Developers’ balance sheets and access to funding are likely to weaken in 2014, while big cities including Beijing and Shanghai may impose further curbs if prices rise too fast, S&P Hong Kong-based analyst Bei Fu said on a conference call today. The credit-rating company maintained a stable outlook for the sector, though said developers that overly expanded in the past 18 months could be downgraded.

Chinese developers issued about US$22 billion of bonds on the offshore markets in 2013, almost double the previous year, according to S&P, as land prices increased. New-home prices in December had the biggest year-on-year gain in 2013, according to SouFun Holdings Ltd., the nation’s biggest real estate website owner, while sales tracked by the government in the first 11 months of 2013 were just shy of $1 trillion.

“Many developers exceeded their sales target last year, but we also saw them issue bonds as they realized that their land acquisitions went beyond budget,” Fu said. “The offshore bond market this year may not be as strong as in 2013 because of quantitative easing tapering in the U.S.”

Tighter Liquidity

Liquidity is also getting tighter at home. The People’s Bank of China didn’t inject any funds into the interbank market in the past two weeks, according to data compiled by Bloomberg. The seven-day repurchase rate, a benchmark money-market rate indicating cash availability in the banking system, jumped 26 basis points yesterday to 4.29 percent, according to a daily fixing compiled by China’s National Interbank Funding Center. That was the biggest increase since Dec. 31.

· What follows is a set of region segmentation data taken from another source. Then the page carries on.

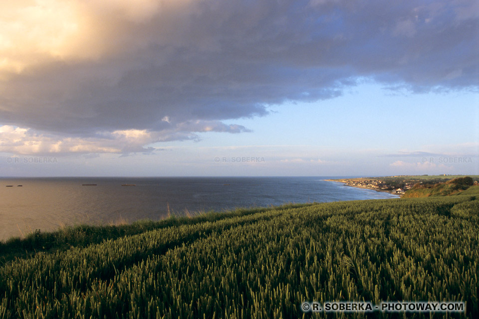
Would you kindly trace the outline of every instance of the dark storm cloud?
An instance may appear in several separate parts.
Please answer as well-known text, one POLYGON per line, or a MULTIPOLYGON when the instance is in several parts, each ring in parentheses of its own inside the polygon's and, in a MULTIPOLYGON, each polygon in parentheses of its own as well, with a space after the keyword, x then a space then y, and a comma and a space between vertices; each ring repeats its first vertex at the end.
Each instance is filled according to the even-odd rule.
POLYGON ((101 26, 83 43, 98 56, 0 69, 0 123, 191 139, 247 131, 222 121, 334 98, 364 77, 417 92, 479 85, 475 0, 183 2, 133 20, 85 11, 101 26))

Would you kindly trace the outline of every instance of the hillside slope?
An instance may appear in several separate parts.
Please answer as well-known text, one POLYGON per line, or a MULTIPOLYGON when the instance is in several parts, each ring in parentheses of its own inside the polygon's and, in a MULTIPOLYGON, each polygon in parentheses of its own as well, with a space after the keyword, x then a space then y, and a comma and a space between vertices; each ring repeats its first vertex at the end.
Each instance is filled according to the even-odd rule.
POLYGON ((471 177, 467 176, 432 185, 418 183, 411 189, 406 191, 401 197, 412 198, 459 195, 472 187, 468 193, 465 194, 473 194, 477 189, 475 186, 473 186, 473 182, 471 177))
POLYGON ((43 252, 0 267, 0 318, 296 318, 303 302, 387 300, 477 318, 478 212, 465 195, 305 204, 43 252))

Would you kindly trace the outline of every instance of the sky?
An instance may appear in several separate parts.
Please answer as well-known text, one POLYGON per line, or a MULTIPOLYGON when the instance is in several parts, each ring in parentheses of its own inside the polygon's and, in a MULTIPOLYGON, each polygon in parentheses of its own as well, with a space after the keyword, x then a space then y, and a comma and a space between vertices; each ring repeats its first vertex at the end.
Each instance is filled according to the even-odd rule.
POLYGON ((0 1, 0 177, 479 174, 476 0, 0 1))

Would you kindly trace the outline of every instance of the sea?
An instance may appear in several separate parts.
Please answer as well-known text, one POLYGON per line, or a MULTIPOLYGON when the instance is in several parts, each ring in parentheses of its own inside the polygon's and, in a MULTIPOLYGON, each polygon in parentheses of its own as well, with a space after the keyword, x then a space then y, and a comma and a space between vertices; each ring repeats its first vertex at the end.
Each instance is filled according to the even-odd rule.
POLYGON ((0 178, 0 240, 79 224, 398 197, 325 180, 337 178, 345 176, 0 178))

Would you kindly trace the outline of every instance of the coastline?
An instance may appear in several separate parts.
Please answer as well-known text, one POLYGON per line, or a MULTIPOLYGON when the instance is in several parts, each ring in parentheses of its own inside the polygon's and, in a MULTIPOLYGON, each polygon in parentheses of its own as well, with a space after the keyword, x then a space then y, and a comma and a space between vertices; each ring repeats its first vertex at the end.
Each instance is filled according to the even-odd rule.
POLYGON ((385 193, 389 193, 391 195, 396 195, 398 197, 400 197, 401 196, 399 195, 397 195, 393 191, 391 190, 385 190, 384 189, 378 189, 377 188, 374 188, 373 187, 368 187, 366 186, 359 186, 358 185, 348 185, 348 184, 345 183, 344 179, 342 180, 337 180, 337 179, 323 179, 323 180, 325 180, 326 181, 333 181, 336 183, 341 183, 344 186, 347 186, 351 187, 356 187, 357 188, 363 188, 364 189, 371 189, 371 190, 375 190, 376 191, 381 191, 385 193))

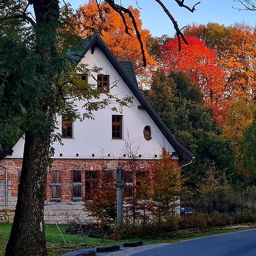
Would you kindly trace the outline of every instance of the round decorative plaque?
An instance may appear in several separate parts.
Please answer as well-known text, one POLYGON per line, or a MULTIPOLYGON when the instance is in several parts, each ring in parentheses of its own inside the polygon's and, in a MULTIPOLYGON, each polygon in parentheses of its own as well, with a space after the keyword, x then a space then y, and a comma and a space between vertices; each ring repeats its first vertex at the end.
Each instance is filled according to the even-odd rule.
POLYGON ((144 138, 147 141, 150 141, 152 139, 151 137, 151 129, 150 128, 150 126, 148 125, 147 125, 144 127, 143 129, 143 135, 144 138))

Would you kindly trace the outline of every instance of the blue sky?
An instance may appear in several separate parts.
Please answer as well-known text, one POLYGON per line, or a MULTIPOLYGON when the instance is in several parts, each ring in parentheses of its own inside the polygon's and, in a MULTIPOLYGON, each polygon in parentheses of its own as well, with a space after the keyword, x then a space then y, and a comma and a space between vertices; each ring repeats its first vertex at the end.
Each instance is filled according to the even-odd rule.
MULTIPOLYGON (((88 2, 87 0, 69 0, 74 9, 88 2)), ((125 7, 129 5, 137 6, 135 0, 121 0, 125 7)), ((196 0, 185 0, 185 3, 189 6, 197 2, 196 0)), ((117 0, 117 3, 120 0, 117 0)), ((167 34, 172 36, 174 30, 171 21, 161 7, 154 0, 137 0, 139 7, 143 28, 148 29, 155 36, 167 34)), ((240 6, 233 0, 201 0, 197 5, 197 11, 189 13, 184 8, 180 8, 174 0, 163 0, 168 8, 180 27, 193 23, 207 24, 208 22, 217 22, 228 26, 236 22, 244 22, 255 26, 256 25, 256 11, 241 11, 232 7, 240 6)))

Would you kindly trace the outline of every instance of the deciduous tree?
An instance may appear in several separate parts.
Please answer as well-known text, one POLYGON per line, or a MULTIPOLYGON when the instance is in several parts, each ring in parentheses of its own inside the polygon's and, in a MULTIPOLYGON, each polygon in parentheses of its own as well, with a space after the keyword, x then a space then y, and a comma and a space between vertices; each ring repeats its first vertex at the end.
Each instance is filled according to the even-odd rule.
POLYGON ((129 10, 133 14, 138 30, 141 36, 147 66, 143 67, 141 46, 136 37, 136 32, 132 20, 128 14, 123 14, 127 26, 131 28, 129 34, 126 34, 126 27, 122 17, 111 9, 106 2, 97 4, 96 0, 90 0, 89 3, 79 9, 80 17, 77 22, 79 32, 86 38, 92 32, 91 27, 101 34, 102 39, 115 57, 119 60, 130 60, 133 62, 134 70, 141 85, 148 83, 151 71, 155 69, 157 63, 151 56, 146 47, 150 37, 148 30, 142 29, 139 11, 132 6, 129 10), (87 28, 87 29, 86 29, 87 28))
POLYGON ((175 138, 196 156, 183 170, 189 187, 195 188, 213 164, 232 180, 232 147, 222 135, 212 109, 204 105, 196 85, 181 72, 167 76, 158 72, 151 89, 144 93, 175 138))
POLYGON ((224 92, 228 99, 255 99, 255 27, 209 23, 189 26, 185 34, 204 40, 216 51, 218 63, 227 75, 224 92))
POLYGON ((162 61, 166 73, 182 71, 196 84, 209 105, 217 106, 224 98, 225 73, 217 65, 216 53, 195 36, 187 36, 188 45, 182 43, 177 50, 177 38, 162 47, 162 61))
MULTIPOLYGON (((189 8, 184 1, 175 1, 180 7, 194 11, 195 6, 189 8)), ((179 38, 185 40, 172 15, 160 0, 156 1, 170 18, 179 38)), ((146 65, 143 45, 132 13, 113 0, 105 2, 121 16, 124 13, 129 15, 146 65)), ((75 70, 75 65, 67 54, 68 49, 71 47, 72 52, 78 52, 81 49, 78 46, 81 47, 82 43, 73 30, 68 29, 72 27, 73 17, 69 6, 65 4, 61 11, 57 0, 3 0, 0 3, 0 99, 2 101, 0 112, 7 113, 10 108, 10 113, 14 114, 14 117, 1 115, 0 127, 10 131, 10 126, 14 123, 25 134, 18 201, 6 256, 47 255, 43 209, 56 116, 68 112, 73 118, 77 117, 72 101, 69 104, 65 100, 70 94, 71 97, 84 97, 86 101, 98 97, 98 92, 90 90, 85 83, 79 85, 81 87, 76 86, 77 77, 76 79, 75 72, 69 72, 72 68, 75 70), (30 5, 34 17, 28 10, 30 5), (63 75, 71 80, 60 80, 63 75), (72 85, 80 89, 75 90, 72 85)), ((99 109, 106 103, 100 106, 93 104, 89 109, 99 109)), ((3 138, 9 137, 13 139, 18 133, 3 138)))

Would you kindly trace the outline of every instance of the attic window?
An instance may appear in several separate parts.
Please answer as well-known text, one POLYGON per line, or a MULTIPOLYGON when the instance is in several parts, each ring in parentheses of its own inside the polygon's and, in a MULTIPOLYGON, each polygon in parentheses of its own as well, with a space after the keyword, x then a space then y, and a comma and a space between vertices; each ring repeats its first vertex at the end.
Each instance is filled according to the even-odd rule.
POLYGON ((61 118, 61 137, 72 139, 73 138, 73 122, 65 115, 63 115, 61 118))
POLYGON ((102 93, 109 92, 109 76, 108 75, 98 75, 97 86, 102 93))
POLYGON ((81 80, 85 82, 88 82, 88 76, 86 74, 80 75, 81 80))
POLYGON ((112 139, 122 139, 122 115, 112 115, 112 139))

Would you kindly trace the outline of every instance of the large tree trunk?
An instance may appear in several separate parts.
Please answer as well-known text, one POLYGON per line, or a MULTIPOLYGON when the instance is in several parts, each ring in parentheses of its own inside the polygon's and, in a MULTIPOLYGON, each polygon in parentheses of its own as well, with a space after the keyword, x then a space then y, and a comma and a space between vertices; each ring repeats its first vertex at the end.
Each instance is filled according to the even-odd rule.
POLYGON ((58 0, 30 0, 30 2, 33 4, 36 19, 34 28, 38 82, 34 86, 43 93, 33 99, 36 104, 31 106, 28 104, 26 107, 29 125, 25 134, 15 214, 5 256, 47 254, 44 203, 51 133, 56 114, 56 84, 61 66, 56 50, 60 11, 58 0), (41 119, 34 122, 34 127, 30 121, 35 112, 40 113, 41 119))
POLYGON ((43 224, 49 138, 27 133, 19 195, 5 256, 46 255, 43 224))

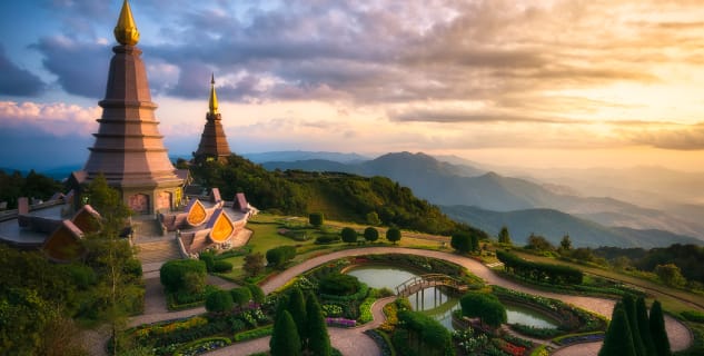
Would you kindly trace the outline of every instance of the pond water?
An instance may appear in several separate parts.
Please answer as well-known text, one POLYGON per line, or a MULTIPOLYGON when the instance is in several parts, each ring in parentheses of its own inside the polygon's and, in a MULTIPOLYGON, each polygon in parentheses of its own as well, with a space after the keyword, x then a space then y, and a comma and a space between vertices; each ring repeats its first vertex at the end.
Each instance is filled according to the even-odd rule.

Some developers face rising default risks, including Renhe Commercial Holdings Co. and Glorious Property Holdings Ltd., controlled by billionaire Zhang Zhirong, S&P said.

High land prices and a liquidity drain are the two biggest challenges Chinese developers face this year, Eva Lee, a property analyst at UBS AG, said earlier this week.

At least 10 Chinese cities have tightened local property policies since November.

Home prices will rise about 5 percent from 2013, while home sales volume will jump about 10 percent, according to S&P.